A visible change in pixel color is much faster. The full transition takes more time, but a visible change happens much quicker. This is why pixel response doesn’t have much to do with input latency. It affects motion ghosting though.
Why people use stinky Android to emulate, and at the same time they pretend to have low input lag, is something that defies logic.
I agree so much with you. I just got a Steam Deck and the latency is night and day compared to my old GPD XD Plus running Android.
Can you please elaborate on this?
What makes you think VRR makes frame delay irrelevant?
Frame delay supposedly only reduces Vsync lag. When your framerate is in VRR range (anything below your max refresh rate) Vsync isn’t active, so frame delay should be irrelevant. Since most emulated games are 60 FPS or below (Wonderswan is like 75) you should always be in VRR range on a 120hz or higher display.
That is true for most standard games, but not for RetroArch.
While on a normal game, the frame is processed and then displayed as fast as possible, on RetroArch you poll input and process the frame right after the previous frame is displayed, and then you need to wait for the next emulated game Vsync. This wait is the input lag that can be reduced by using frame delay.
Even if VRR is active, RetroArch is artificially limiting the framerate to the the emulated game’s framerate. This means that (with frame delay disabled) the input is polled as soon as the previous frame was scanned out, meaning the input lag is theoretically the same as without VRR.
EDIT: Apparently I was wrong. @RealNC explains it on the posts below.
At least that’s how I think things happen on RetroArch. But please correct me if I’m wrong.
Has anyone measured this before? I did measurements here, but I have yet to test with VRR on:
The frame limiting happens before input polling, so frame delay does indeed nothing useful with VRR.

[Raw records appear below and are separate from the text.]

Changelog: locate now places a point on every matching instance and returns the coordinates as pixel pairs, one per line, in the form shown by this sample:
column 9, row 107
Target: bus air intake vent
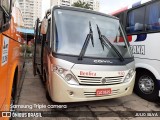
column 93, row 94
column 83, row 80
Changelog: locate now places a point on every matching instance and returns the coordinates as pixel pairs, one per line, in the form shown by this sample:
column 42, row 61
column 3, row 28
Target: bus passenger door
column 38, row 48
column 5, row 44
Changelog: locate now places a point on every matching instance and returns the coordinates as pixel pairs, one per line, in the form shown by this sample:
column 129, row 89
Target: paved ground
column 33, row 92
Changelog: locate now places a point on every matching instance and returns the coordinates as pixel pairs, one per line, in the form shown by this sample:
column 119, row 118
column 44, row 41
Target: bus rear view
column 86, row 56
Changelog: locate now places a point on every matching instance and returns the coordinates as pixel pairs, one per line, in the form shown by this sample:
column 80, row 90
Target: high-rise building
column 31, row 10
column 94, row 3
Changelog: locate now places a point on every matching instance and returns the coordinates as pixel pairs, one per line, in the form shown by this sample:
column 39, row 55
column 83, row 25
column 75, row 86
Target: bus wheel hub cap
column 146, row 84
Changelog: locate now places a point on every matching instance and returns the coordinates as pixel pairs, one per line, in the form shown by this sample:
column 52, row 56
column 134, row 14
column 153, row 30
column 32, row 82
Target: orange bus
column 12, row 54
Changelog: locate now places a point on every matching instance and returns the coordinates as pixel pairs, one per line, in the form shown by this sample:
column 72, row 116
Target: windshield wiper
column 103, row 39
column 85, row 45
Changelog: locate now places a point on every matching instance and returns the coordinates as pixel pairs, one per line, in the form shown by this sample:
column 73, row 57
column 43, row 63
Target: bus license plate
column 100, row 92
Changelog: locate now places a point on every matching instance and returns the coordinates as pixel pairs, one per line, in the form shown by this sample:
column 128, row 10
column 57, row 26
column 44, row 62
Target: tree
column 82, row 4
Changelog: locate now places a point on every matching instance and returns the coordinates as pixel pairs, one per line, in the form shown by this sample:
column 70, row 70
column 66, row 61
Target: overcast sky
column 106, row 6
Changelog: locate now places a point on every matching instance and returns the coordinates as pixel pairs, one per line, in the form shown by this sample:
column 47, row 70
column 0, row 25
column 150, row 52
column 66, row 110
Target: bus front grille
column 93, row 94
column 83, row 80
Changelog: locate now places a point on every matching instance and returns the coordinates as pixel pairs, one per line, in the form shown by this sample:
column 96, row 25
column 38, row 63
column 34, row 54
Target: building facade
column 94, row 3
column 31, row 10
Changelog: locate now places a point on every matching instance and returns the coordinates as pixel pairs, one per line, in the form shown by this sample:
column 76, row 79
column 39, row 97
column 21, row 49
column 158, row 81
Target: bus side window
column 48, row 34
column 135, row 20
column 153, row 17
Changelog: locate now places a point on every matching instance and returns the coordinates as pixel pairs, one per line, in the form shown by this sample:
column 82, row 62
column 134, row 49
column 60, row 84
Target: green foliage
column 82, row 4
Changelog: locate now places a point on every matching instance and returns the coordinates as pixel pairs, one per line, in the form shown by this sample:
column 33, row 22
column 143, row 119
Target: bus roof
column 132, row 5
column 83, row 10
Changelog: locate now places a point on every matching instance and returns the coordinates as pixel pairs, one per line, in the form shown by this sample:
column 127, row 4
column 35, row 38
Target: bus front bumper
column 61, row 91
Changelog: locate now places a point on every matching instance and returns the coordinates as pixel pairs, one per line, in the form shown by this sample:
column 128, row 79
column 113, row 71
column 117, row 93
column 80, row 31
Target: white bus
column 142, row 24
column 83, row 55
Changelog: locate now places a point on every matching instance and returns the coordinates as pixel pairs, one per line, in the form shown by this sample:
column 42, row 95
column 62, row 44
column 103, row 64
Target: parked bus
column 142, row 24
column 11, row 54
column 84, row 55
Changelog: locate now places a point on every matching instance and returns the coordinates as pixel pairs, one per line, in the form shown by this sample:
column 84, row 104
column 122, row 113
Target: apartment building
column 94, row 3
column 31, row 10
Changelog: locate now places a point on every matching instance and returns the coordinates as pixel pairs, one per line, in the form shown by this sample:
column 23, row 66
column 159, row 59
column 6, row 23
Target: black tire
column 146, row 86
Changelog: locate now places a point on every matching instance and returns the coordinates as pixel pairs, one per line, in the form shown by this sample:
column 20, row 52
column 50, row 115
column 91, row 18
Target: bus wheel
column 146, row 86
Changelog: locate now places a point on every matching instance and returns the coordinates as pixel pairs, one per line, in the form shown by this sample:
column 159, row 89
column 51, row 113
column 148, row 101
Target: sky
column 106, row 6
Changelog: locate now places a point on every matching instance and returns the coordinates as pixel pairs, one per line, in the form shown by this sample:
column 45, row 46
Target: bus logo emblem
column 104, row 80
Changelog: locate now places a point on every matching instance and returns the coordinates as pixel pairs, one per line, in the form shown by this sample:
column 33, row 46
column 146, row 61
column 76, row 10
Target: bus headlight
column 65, row 74
column 129, row 75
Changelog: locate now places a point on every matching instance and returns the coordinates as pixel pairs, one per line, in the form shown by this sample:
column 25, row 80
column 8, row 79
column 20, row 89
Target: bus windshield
column 72, row 28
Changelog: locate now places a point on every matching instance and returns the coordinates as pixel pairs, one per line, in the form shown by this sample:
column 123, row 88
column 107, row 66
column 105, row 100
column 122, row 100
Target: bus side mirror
column 6, row 6
column 44, row 26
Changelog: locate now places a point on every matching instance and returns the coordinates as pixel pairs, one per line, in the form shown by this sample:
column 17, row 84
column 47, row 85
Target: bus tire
column 146, row 86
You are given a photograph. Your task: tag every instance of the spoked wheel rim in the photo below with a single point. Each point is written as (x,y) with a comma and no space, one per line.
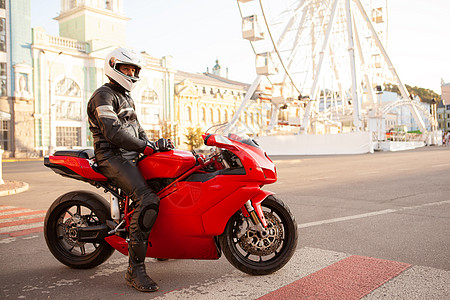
(72,217)
(255,248)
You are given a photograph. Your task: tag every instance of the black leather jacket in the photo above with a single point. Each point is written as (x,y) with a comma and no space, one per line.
(114,124)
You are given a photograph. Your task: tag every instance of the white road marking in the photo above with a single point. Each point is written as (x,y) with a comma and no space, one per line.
(18,210)
(321,178)
(21,227)
(371,214)
(370,173)
(440,165)
(21,218)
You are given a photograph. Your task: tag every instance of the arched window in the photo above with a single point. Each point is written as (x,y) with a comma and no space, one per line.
(150,107)
(217,116)
(68,100)
(202,115)
(188,116)
(224,116)
(67,87)
(150,96)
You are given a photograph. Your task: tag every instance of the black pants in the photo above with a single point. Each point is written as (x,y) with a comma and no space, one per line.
(124,173)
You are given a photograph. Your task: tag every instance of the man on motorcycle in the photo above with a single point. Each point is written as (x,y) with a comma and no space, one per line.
(118,140)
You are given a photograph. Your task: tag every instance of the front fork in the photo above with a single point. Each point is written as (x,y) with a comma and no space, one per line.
(252,209)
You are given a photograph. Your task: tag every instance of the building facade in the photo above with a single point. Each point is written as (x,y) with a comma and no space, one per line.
(48,80)
(443,108)
(16,95)
(206,99)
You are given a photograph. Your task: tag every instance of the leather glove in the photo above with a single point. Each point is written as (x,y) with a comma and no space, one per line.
(164,145)
(150,148)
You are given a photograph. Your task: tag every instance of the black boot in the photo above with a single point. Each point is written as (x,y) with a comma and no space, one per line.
(136,275)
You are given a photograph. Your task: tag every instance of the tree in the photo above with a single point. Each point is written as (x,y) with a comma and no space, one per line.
(194,137)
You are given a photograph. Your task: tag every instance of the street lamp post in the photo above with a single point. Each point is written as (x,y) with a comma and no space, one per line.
(51,145)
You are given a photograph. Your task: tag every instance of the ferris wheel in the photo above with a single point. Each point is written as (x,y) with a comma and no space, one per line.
(322,59)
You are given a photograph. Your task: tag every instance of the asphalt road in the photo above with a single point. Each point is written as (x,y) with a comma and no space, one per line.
(388,205)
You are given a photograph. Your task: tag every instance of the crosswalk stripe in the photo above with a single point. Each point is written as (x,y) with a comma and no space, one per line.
(8,216)
(21,222)
(10,210)
(23,217)
(20,227)
(18,221)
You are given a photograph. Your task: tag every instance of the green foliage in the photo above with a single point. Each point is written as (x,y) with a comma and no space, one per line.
(194,137)
(426,95)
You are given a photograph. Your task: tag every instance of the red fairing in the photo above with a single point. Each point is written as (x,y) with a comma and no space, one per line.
(168,164)
(78,165)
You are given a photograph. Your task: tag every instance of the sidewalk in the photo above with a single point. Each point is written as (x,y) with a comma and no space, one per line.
(12,187)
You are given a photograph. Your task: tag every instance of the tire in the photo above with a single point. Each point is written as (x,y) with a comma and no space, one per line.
(247,254)
(69,211)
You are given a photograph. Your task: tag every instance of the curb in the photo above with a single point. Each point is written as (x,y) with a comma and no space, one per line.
(21,159)
(20,189)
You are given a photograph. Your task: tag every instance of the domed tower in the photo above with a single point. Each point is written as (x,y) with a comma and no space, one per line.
(216,68)
(77,20)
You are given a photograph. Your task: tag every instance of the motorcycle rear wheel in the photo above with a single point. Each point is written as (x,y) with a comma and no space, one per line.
(69,211)
(261,255)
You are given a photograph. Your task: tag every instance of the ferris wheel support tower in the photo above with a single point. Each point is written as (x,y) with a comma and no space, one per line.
(328,50)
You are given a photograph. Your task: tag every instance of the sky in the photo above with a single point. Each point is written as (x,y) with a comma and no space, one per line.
(197,32)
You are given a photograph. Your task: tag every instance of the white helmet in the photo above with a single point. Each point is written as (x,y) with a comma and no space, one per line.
(126,57)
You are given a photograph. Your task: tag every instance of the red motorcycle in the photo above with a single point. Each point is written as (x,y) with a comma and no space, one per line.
(210,205)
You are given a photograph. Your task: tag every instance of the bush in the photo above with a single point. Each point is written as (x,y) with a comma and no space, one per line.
(194,137)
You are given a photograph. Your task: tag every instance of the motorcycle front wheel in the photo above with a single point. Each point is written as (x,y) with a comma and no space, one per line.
(261,254)
(69,212)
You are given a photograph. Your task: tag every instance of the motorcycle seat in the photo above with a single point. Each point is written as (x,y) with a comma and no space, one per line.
(81,153)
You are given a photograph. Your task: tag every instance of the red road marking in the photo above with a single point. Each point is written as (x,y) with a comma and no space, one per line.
(22,214)
(350,278)
(21,222)
(26,231)
(12,209)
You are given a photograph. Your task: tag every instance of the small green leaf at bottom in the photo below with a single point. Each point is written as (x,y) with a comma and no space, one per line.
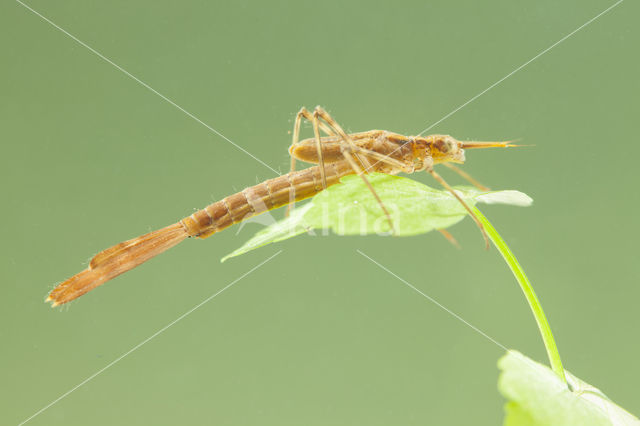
(537,397)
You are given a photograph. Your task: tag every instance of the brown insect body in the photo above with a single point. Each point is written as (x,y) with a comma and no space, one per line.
(338,155)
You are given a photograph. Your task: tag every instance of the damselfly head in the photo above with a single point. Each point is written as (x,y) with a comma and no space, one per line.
(476,144)
(445,148)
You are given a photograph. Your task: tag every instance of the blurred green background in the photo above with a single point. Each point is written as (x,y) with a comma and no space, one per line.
(319,335)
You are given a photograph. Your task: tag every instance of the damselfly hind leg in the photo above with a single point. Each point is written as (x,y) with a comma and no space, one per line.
(358,162)
(448,187)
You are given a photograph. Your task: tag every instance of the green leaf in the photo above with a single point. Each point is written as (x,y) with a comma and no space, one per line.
(349,208)
(537,397)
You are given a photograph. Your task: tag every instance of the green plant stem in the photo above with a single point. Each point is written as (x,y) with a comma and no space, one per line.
(525,285)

Frame delay is a method to bring input polling closer to the vblank interval. You can’t move the vblank, so you have to move the input polling.
With VRR, you do move the vblank. It’s not necessary to move the input polling. RetroArch waits (frame limit requested by core,) then polls input, then runs the core loop. When the core presents the frame, that’s when the vblank happens. Frame delay has no place at all here.